One way to accomplish this is through the use of emails. They are an excellent way of reaching out to your audience, and using this form of communication will also help clients to get the sense that you truly care about their interests. But you should take note: sending emails is a science on its own, with a complex set of rules that may make or break your brand.
For instance, if you’re looking to make use of emails to reach your clientele, you should realise that the click-through and the opening rate will largely depend on the structure of the email itself. Further, these parameters should only be taken as a turning point and not as a finished job. The next course of action is making sure that the landing page is of good quality – if it is, then it increases the chances of converting a curious visitor into a loyal customer.
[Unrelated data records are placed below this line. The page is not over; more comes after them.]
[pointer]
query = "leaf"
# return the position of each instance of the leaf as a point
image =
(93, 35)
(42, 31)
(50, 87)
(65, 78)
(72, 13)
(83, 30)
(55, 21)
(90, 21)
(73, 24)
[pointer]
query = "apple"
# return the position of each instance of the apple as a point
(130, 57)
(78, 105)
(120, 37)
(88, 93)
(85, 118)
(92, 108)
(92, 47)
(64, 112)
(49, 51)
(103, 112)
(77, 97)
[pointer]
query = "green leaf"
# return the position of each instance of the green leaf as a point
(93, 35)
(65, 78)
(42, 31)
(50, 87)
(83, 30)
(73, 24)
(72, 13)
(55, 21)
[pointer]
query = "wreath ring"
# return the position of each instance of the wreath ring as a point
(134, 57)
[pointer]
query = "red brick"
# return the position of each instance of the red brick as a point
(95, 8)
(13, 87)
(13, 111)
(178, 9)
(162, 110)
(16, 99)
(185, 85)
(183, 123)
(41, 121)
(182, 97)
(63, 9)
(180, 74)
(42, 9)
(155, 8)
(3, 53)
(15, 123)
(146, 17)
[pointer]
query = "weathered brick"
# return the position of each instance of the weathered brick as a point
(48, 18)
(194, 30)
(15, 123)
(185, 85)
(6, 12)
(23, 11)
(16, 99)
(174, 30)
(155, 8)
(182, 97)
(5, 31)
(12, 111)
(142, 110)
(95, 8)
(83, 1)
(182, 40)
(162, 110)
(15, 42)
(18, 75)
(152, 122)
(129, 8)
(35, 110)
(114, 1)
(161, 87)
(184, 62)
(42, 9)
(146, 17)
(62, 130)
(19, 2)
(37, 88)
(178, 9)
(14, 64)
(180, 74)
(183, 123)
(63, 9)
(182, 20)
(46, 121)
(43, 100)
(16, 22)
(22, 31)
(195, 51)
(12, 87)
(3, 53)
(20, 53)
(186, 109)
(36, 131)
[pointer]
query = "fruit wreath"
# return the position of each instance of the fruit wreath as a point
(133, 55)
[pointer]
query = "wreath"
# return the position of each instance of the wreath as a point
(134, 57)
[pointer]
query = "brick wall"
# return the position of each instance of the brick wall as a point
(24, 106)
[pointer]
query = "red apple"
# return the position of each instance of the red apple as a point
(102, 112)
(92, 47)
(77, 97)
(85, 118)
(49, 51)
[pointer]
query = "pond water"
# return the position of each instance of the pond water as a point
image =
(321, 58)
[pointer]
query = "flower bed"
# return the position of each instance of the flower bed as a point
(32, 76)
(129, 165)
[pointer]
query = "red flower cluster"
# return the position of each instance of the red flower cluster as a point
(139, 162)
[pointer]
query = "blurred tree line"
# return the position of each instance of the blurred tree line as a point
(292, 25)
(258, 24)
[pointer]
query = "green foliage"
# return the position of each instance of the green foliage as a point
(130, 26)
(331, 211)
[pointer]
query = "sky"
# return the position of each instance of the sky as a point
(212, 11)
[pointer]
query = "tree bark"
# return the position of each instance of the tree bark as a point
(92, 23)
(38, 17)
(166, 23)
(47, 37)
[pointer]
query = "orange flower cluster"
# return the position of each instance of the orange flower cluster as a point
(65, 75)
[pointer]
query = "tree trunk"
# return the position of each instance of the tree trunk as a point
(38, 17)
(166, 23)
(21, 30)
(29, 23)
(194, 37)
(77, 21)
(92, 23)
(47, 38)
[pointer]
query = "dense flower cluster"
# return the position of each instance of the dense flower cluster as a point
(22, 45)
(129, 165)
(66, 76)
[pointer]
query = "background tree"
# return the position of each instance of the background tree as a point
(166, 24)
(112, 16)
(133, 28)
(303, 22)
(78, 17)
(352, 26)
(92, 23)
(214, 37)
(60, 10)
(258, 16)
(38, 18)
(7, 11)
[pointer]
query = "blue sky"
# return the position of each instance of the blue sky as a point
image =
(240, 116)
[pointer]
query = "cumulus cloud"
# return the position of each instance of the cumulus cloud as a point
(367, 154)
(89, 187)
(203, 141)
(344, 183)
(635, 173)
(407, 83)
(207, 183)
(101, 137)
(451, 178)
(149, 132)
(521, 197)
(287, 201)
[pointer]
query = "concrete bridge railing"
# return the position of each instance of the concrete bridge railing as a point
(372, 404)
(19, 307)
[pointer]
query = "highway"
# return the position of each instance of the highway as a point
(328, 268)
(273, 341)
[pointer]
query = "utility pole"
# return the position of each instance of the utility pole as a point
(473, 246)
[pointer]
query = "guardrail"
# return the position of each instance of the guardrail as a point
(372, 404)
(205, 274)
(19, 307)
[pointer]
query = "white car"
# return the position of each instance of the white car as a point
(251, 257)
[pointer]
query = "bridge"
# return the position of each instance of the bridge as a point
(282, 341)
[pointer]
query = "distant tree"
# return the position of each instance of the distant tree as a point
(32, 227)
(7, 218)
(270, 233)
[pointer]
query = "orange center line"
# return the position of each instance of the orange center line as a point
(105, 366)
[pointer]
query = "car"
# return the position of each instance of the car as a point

In this post, we’ll take a look at the different types of emails you can use to boost your brand and compel readers to give your business a chance. Adding emails to your marketing arsenal will help arm your website with a state-of-the-art conversion system. So, let’s begin, shall we?
- Welcome emails
One of the most important emails that can be sent is welcome emails. These emails help to leave a positive first impression on your new leads. Every time a new lead is added to your mailing list, your autoresponder service should automatically send a greeting to the new person on board.
They are paramount to preserving leads because welcome emails help to build trust. Unlike other forms of emails, welcome emails enjoy a high click-through rate, so you really can’t afford to miss out on this opportunity. A friendly welcome will go a long way in making clients feel appreciated.
- Expectations emails
After a customer has signed up for your newsletter and received a welcome email, it’s likely that they’re still not sure what’s going to happen. And this can be disastrous for your brand considering that uncertainty is not a big turn on when it comes to business. A lot of people lose interest if no expectations are set. So, since clients want to know what they’re getting into, sending them an expectation email would be a great way to notify them of future endeavours.
In these emails, you should detail what you will be sending to them in the future and a breakdown of what services you are offering. Such clarification will help your customer understand your brand better. Additionally, expectation emails can be sent separate from welcome emails, or a shortened version could be tagged onto the bottom of the welcome one.
- Standalone emails
Emails that aren’t sent to everyone are called standalone emails. This means that they’re not part of a series, nor do they require some previous knowledge. They’re usually centred around a one-time offer that is presented in a clear and explicit way.
If you’re including an offer in your standalone email, make sure that the content is enticing and that the subject directly relates to it. The text should also be on an image that presents an overview of the offer you’re trying to make. All the verbs should be in an imperative voice as well.
- Lead nurturing emails
When you’re sending emails to your customers, you need to take a break from the offers once in a while, and this requires lead nurturing emails. Such emails usually come in the form of a personalised message that tells the customer something, followed by a subtle call-to-action. No offers should be included within the text whatsoever.
The email can include an educational or interesting anecdote from your personal life or from the history of your company, and the hope is that it’ll lead to a closer relationship between you and your customers. This can be very useful in the long run.
- Digest emails
Digital marketers often do not send these kinds of emails. However, it may just be the thing that’s holding you back from achieving more conversions. Digest emails are the opposite of lead nurturing emails and even newsletters, and they usually contain small amounts of information, packed into links and lists.
They are called digest emails because the tired mind can easily take a look at the information presented and “digest” it. In the midst of a busy season, digest emails are a great way of ensuring that clients receive your message without them having to parse through a wall of text.
- Shopping cart abandonment emails
If a customer gives up on your offer or abandons their shopping cart, you should not abandon him as well. Instead, you should send a friendly email, asking the customer to tell you what went wrong and how you can fix it.
Chances are that something unpleasant happened. Asking your customers to open up could be a great way to improve your customer service as a whole, making sure that the same mistakes are not repeated again.
- Latest content alert emails
Many of your customers won’t have the time to browse your website and refresh it all day just so that they can read the latest content uploads. Instead, you should be the one bringing the content to them. This requires you to send your best posts via a mailing list.
Most websites actually generate most of their leads from such mailing lists. However, it’s important not to send every post as it may be deemed as spam by many. What’s best is to send these emails in a moderate fashion and highlight only your best content through a well-planned strategy.